Pour une adhérence parfaite à l’idée originale, il serait nécessaire de placer les écrans comme s’ils étaient d’énormes tableaux animés tout au long du périmètre de l’espace de représentation. Les écrans sont idéalement au nombre de douze : deux écrans en proportion 4:3 sur chaque côté court et quatre écrans en proportion 16:9 sur chaque côté long d’un plan rectangulaire idéal.

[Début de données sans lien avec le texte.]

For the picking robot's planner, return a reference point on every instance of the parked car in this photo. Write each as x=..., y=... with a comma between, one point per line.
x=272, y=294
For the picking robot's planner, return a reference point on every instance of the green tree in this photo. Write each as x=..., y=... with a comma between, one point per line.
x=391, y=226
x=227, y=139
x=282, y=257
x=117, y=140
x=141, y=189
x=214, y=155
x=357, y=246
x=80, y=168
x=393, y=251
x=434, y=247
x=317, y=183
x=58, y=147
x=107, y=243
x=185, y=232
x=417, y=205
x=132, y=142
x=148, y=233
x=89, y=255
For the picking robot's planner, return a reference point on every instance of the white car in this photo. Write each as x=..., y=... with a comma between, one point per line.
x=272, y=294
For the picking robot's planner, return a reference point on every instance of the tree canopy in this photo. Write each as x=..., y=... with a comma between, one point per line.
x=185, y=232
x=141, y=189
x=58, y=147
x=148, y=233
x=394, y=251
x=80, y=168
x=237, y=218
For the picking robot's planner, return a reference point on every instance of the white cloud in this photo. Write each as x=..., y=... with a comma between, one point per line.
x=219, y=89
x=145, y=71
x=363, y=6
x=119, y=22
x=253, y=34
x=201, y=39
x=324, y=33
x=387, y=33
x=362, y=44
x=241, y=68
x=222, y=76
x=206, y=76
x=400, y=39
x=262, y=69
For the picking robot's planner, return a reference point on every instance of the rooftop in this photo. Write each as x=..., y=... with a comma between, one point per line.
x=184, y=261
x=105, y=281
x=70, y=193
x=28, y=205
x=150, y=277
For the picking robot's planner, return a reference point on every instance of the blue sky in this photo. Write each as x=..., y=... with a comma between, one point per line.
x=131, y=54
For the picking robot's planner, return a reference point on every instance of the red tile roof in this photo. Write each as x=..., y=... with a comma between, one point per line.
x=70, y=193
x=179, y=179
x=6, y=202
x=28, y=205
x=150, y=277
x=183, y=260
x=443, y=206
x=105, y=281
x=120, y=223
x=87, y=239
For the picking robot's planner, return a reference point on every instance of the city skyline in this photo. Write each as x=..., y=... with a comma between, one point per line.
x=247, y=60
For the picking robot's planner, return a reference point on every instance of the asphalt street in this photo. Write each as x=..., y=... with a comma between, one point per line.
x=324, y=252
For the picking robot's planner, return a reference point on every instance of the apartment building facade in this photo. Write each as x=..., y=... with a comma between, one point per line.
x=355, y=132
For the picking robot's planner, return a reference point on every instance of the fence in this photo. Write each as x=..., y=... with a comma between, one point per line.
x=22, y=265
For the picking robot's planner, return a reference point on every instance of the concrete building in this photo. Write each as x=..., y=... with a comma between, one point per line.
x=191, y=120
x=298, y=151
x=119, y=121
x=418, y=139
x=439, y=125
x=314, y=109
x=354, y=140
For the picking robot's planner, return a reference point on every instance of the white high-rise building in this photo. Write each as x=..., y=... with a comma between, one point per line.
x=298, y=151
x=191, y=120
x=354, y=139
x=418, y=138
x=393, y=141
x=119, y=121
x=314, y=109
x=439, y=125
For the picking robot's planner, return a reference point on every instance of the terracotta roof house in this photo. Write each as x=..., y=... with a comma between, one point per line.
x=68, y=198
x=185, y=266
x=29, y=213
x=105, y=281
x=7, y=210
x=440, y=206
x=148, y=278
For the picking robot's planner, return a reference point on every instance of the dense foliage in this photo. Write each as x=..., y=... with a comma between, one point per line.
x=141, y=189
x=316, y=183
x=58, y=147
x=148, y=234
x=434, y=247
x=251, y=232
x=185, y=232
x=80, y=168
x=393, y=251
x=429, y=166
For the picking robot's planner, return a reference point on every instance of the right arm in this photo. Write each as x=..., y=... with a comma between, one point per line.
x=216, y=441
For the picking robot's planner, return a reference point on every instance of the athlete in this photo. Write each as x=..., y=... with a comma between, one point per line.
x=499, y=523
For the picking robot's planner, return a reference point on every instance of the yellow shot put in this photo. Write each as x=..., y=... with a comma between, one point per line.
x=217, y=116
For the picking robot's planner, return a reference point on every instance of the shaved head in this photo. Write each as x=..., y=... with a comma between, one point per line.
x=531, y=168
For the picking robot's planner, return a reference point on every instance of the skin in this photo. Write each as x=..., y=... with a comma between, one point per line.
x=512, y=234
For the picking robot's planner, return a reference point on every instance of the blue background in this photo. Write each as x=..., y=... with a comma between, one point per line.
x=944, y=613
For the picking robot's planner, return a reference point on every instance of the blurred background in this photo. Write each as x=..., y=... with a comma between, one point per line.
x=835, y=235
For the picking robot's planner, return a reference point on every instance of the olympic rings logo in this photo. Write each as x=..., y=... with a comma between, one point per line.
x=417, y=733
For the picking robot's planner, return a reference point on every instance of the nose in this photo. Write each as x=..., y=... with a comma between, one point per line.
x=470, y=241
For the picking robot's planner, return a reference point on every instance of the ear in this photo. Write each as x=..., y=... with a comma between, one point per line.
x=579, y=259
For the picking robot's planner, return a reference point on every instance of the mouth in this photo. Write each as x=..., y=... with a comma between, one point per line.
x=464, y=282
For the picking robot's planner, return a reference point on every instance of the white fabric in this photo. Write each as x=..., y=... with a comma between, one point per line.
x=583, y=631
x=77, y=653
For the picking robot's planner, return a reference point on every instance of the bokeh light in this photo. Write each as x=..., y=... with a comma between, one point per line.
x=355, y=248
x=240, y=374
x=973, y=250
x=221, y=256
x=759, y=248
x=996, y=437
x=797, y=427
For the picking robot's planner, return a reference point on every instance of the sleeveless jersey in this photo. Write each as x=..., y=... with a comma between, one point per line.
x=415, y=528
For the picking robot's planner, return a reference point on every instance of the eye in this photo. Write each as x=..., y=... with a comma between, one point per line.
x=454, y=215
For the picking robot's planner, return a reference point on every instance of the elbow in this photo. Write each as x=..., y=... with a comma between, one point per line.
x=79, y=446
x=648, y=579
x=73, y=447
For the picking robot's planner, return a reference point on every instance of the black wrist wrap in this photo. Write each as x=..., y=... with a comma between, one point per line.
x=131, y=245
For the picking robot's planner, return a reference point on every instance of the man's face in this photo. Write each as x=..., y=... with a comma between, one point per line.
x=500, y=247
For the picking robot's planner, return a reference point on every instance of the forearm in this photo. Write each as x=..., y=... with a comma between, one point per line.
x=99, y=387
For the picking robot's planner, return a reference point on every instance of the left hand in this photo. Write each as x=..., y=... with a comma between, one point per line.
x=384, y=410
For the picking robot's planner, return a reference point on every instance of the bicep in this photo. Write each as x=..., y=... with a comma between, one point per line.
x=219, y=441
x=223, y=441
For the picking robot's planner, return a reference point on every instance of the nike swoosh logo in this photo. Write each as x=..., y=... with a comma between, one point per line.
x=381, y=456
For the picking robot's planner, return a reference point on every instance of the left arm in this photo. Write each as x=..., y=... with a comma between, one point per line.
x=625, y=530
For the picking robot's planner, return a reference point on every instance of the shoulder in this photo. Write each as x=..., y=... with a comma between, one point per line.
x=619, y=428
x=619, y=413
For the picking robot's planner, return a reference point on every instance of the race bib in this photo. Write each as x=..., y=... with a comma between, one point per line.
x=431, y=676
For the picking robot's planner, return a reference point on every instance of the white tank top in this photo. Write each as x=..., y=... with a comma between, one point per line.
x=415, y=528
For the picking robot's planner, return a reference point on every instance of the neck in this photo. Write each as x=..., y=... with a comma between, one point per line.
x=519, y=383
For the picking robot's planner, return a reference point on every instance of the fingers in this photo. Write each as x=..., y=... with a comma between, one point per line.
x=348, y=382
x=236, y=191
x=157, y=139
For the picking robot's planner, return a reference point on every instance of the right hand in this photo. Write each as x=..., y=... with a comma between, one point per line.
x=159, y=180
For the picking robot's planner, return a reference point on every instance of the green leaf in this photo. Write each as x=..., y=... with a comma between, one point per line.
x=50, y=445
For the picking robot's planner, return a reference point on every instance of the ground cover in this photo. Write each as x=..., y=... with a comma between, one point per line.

L’utilisation de techniques de juxtaposition des écrans aptes à obtenir de vastes surfaces de projection continue est exclue ; au contraire, nous privilégions une idée de séparation et de répartition fondée sur notre interprétation des suggestions dimensionnelles du texte.

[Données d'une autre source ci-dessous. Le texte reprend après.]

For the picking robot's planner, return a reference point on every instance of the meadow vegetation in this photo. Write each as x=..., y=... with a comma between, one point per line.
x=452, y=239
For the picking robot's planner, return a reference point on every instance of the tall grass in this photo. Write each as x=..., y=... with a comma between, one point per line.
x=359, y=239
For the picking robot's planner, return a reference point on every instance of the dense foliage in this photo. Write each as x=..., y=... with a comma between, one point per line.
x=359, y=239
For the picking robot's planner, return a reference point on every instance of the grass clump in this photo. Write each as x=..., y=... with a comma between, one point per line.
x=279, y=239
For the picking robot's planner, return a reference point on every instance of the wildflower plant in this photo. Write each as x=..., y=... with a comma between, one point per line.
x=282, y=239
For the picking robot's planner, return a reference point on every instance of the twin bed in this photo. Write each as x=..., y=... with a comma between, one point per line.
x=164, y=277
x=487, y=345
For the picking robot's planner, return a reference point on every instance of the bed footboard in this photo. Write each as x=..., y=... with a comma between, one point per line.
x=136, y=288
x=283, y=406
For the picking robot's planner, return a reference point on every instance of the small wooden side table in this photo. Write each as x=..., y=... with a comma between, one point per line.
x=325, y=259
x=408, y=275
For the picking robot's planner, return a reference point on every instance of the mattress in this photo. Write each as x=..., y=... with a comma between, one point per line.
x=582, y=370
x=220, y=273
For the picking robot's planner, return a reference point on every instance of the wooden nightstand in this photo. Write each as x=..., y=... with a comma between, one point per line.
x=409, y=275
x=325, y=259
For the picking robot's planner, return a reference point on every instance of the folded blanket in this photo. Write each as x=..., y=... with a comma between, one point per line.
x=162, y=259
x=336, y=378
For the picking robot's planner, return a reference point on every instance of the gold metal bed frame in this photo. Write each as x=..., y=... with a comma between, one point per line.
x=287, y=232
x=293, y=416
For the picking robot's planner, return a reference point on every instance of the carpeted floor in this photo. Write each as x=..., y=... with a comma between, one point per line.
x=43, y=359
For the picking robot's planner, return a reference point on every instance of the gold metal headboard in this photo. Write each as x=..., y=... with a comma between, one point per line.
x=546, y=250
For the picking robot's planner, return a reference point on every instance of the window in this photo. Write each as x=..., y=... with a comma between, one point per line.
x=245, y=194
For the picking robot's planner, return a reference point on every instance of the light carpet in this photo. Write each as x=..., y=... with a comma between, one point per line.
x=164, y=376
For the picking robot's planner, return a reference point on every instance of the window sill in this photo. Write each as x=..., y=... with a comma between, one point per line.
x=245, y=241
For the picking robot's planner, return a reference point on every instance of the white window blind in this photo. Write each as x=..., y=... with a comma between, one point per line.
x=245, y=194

S’agissant des contenus, les premières idées à développer sont : travail sur la transformation du corps à travers la peinture (il suffit de songer aux Bestiaires médiévaux) ; exploration vidéo-photographique du détail de la matière des surfaces comparée et conjuguée à l’exploration du détail infini des textures procédurales d’origine synthétique ; des lieux qui monstrueusement s’ouvrent sur d’autres lieux (à partir de l’espace de représentation effectif) ; travail sur la lumière à l’état « pur » à l’aide d’images aussi bien vidéo-photographiques que synthétiques (algorithmes de rendement de la lumière en fonction de modèles physiques) ; travail de sculpture abstraite de fluides ; mobiles graphiques dans un style optical obtenus à partir de matières d’origine photographique ou synthétique ; micro-performances de détails de figures organiques ; calligraphies. En général, le code esthétique commun sera une invasion et une évasion continues des seuils perceptifs de discrimination entre la prédominance de la figure et celle de la texture.
Remarques sur la musique
Remarques préliminaires sur le dispositif scénique
Du point de vue technique, le cœur du dispositif scénique sera formé d’une série d’ordinateurs destinés à la reproduction des play-list vidéo et audio ainsi qu’à l’élaboration de processus de transformation et de spatialisation du son en temps réel. Les deux sous-systèmes vidéo et audio seront reliés dans un réseau d’ordinateurs partiellement indépendants à contrôle central. Le sous-système vidéo fournira n flux vidéo indépendants et synchronisés en fonction du nombre d’écrans. À travers un logiciel de gestion ad hoc, il sera possible de passer par découpages inaperçus d’un élément à l’autre des play-list vidéo et ce, en vue de laisser aux exécuteurs la possibilité physiologique de jouer sans métronome tout en restant toujours coordonnés à la partition visuelle. Le sous-système vidéo pourra être contrôlé en mode local et à distance par le sous-système audio.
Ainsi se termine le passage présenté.